IndyCar making progress with updated head surround

The NTT IndyCar Series and Dallara, its official chassis supplier, are using the Spring Training test at the Thermal Club to make progress on a significant update to its cockpit head surround.

Following a few hard oval crashes last year where the driver’s helmet came close to climbing over the sides of the headrest, the spec safety device, which features stacked layers of CONFOR urethane foam and Expanded Polypropylene Foam (EPP) that decelerate a driver’s head and helmet in an impact, was highlighted as an item that would benefit from a new round of development.
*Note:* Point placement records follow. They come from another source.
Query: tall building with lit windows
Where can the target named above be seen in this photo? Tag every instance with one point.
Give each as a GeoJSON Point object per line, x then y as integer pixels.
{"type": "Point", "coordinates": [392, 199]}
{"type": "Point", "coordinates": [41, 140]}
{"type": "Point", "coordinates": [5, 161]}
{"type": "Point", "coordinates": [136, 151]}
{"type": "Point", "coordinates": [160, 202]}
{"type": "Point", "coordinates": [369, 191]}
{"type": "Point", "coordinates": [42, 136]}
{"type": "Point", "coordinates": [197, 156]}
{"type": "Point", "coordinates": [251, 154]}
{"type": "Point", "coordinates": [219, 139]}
IndyCar’s technical team headed by Tino Belli and Bill Prappas, Dallara, and Dr. Terry Trammel reviewed the in-car footage from the accidents and began modeling revisions that feature taller sides.

With the prototype in hand, the group spent the morning at the Thermal Club having drivers test fit the new design and offer feedback, with the most common input involving a need to lower the forward portions of the foam to improve their vision out of the sides of the cockpit.

So far, nine drivers have tried the prototype and four more were on the list for sampling the unit before the end of the day.

“We’ll reduce the height of the foam at the front by about two-thirds when we’re done,” Dallara’s Dominic Coffey told RACER.

In offtrack impact testing, the taller head surround has passed all of the g-loading and deceleration criteria set forth by IndyCar.

“It’s done exceedingly well in all testing we’ve done so far, and Dr. Trammel has been pleased,” Belli said. “When you do the impact tests, the foam squishes all the way down–even the EPP – and then it comes back. It doesn’t compress and take a set. It compresses and comes back.”

Further refinements will be made in the coming weeks and months, and once IndyCar is satisfied with the results, the taller head surrounds will be mass-produced. The gap between the foam sides and rear of the head surrounds, for example, will be retained as it helps to vent air out the back of the aeroscreen, but a smoother transition is in the works between those components. The Nomex cloth atop the prototype foam and EPP blocks will also be replaced with the familiar rubberized material.

“We are aiming for May to introduce them, and if it can be done earlier, we will,” Belli said. “And once they’re implemented, they’ll be used at every track.”